To evaluate the model's performance, we will calculate its accuracy on both the training and testing sets. We'll also generate a classification report to assess precision, recall, and F1-score.

# Import evaluation metrics
from sklearn.metrics import accuracy_score, classification_report

# Make predictions on the test set
y_pred = model.predict(X_test)

# Calculate accuracy
train_accuracy = model.score(X_train, y_train)
test_accuracy = model.score(X_test, y_test)
print(f"Training Accuracy: {train_accuracy * 100:.2f}%")
print(f"Test Accuracy: {test_accuracy * 100:.2f}%")

# Generate a classification report
print("\nClassification Report:")
print(classification_report(y_test, y_pred, target_names=iris.target_names))

Explanation:

  • We evaluate the model's accuracy on both the training and test sets to see how well it generalizes.
  • The classification report provides metrics like precision, recall, and F1-score for each class (Setosa, Versicolor, and Virginica).

4. Visualize the Decision Tree

One of the key advantages of Decision Trees is that they are highly interpretable. We can easily visualize the structure of the trained Decision Tree using plot_tree from scikit-learn.

# Import visualization tools
from sklearn.tree import plot_tree
import matplotlib.pyplot as plt

# Plot the decision tree
plt.figure(figsize=(12, 8))
plot_tree(model, filled=True, feature_names=iris.feature_names, class_names=iris.target_names, rounded=True)
plt.show()

Explanation:

  • We use plot_tree to generate a visual representation of the trained Decision Tree.
  • The tree shows the feature splits, Gini impurity, and class probabilities at each node, making it easy to interpret the decision-making process.

5. Making Predictions with the Model

Finally, we can use the trained model to make predictions on new, unseen data. Here’s how you can predict the species of a new flower based on its features.

# Example of new data (sepal length, sepal width, petal length, petal width)
new_sample = [[5.1, 3.5, 1.4, 0.2]] # Example of a Setosa flower

# Make a prediction
predicted_class = model.predict(new_sample)
predicted_class_name = iris.target_names[predicted_class[0]]
print(f"Predicted class: {predicted_class_name}")

Explanation:

  • We use the trained model to predict the class of a new sample with features similar to a Setosa flower.
  • The output is the predicted class, in this case, Setosa.

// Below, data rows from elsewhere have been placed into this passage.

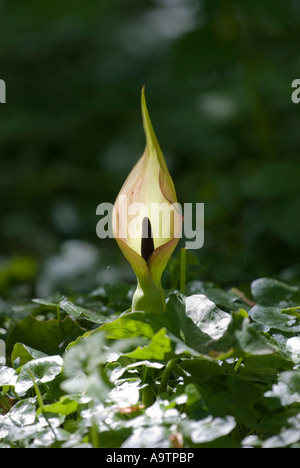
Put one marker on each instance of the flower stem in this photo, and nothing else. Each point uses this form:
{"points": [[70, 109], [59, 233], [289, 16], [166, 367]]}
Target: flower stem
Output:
{"points": [[182, 270], [37, 391], [166, 375]]}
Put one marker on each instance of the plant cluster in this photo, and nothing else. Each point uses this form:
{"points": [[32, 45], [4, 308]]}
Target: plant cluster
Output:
{"points": [[218, 368]]}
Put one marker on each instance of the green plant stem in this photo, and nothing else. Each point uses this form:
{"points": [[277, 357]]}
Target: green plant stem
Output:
{"points": [[238, 363], [182, 270], [37, 391], [166, 375], [94, 435]]}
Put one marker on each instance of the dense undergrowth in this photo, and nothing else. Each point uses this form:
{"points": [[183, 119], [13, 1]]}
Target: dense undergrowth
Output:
{"points": [[220, 368]]}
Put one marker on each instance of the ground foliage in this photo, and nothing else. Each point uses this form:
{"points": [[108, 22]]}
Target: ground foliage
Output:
{"points": [[220, 368]]}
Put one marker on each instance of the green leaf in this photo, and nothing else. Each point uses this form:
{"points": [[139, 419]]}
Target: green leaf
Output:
{"points": [[22, 354], [208, 429], [129, 325], [65, 406], [49, 336], [287, 389], [272, 318], [8, 376], [158, 348], [38, 371], [270, 292]]}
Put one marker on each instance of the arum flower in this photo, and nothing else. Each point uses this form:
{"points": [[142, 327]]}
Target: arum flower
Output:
{"points": [[147, 221]]}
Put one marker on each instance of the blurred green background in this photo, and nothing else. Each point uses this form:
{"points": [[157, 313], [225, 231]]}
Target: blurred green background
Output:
{"points": [[218, 77]]}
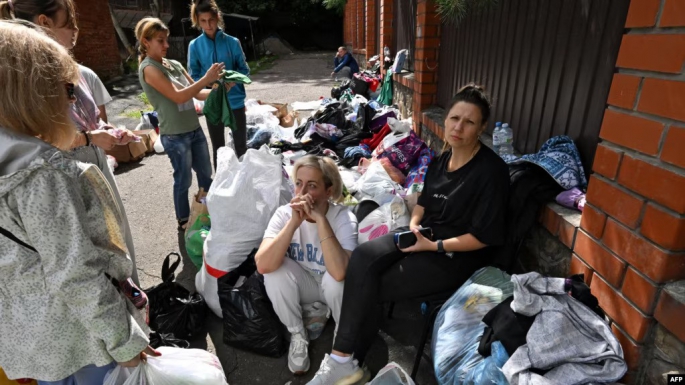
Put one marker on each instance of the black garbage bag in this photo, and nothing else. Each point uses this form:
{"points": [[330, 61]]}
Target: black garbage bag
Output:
{"points": [[250, 322], [172, 308]]}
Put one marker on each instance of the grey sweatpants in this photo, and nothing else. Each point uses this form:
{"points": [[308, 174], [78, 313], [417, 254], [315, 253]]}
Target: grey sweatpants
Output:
{"points": [[95, 155], [291, 286]]}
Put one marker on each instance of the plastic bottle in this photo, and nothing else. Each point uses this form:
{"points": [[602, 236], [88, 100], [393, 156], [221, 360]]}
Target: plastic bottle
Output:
{"points": [[506, 140], [496, 137]]}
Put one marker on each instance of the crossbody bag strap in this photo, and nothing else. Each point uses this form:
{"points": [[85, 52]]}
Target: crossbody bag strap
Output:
{"points": [[17, 240]]}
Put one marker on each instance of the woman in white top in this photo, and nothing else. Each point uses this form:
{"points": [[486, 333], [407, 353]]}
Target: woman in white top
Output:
{"points": [[306, 249]]}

6. Tuning the Hyperparameters

In practice, tuning the hyperparameters of a Decision Tree can significantly improve its performance. One of the most important hyperparameters to tune is max_depth, which controls how deep the tree can grow.

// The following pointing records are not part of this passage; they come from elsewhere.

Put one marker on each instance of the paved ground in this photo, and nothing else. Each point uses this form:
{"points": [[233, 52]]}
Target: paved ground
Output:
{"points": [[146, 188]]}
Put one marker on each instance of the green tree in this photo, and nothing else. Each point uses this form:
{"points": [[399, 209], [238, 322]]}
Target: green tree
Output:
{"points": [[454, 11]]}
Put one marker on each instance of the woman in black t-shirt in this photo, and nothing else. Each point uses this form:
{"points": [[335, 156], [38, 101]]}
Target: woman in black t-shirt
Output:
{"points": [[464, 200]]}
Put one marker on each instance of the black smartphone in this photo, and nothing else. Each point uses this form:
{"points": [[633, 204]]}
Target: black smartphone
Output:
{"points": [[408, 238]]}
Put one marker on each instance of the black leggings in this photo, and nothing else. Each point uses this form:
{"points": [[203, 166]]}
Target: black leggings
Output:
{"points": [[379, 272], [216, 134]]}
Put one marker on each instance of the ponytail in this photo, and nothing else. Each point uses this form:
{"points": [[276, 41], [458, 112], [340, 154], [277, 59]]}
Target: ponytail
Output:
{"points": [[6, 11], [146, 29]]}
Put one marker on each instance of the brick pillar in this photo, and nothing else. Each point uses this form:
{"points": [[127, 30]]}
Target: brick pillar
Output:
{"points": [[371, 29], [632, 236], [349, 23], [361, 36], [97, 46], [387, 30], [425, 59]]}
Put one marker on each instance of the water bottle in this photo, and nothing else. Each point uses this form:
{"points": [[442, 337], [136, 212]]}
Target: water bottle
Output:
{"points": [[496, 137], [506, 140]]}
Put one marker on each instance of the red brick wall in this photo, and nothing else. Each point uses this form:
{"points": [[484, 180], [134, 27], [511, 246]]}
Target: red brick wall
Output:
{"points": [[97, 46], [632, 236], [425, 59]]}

# Hyperparameter tuning with GridSearchCV
from sklearn.model_selection import GridSearchCV

# Define the parameter grid
param_grid = {'max_depth': [2, 3, 4, 5, 6, None], 'min_samples_split': [2, 10, 20]}

# Initialize GridSearchCV
grid_search = GridSearchCV(DecisionTreeClassifier(criterion='gini', random_state=42), param_grid, cv=5, scoring='accuracy')

# Fit the grid search to the data
grid_search.fit(X_train, y_train)

# Print the best parameters and best score
print(f"Best Parameters: {grid_search.best_params_}")
print(f"Best Training Accuracy: {grid_search.best_score_ * 100:.2f}%")

Explanation:

  • GridSearchCV is used to perform hyperparameter tuning by testing different values for max_depth and min_samples_split.
  • This process helps in finding the optimal combination of hyperparameters that results in the best model performance.

Summary

In this article, we implemented a Decision Tree classifier using scikit-learn. We covered:

  • How to load and prepare the Iris dataset.
  • Training a Decision Tree model with hyperparameters like max_depth to control tree growth.
  • Evaluating the model's performance using accuracy and a classification report.
  • Visualizing the Decision Tree to interpret the model's decision-making process.
  • Making predictions on new data and tuning hyperparameters using GridSearchCV.

Decision Trees are a powerful tool for classification tasks, offering both interpretability and flexibility. In the next section, we will explore how to implement Decision Trees using other libraries like TensorFlow and PyTorch.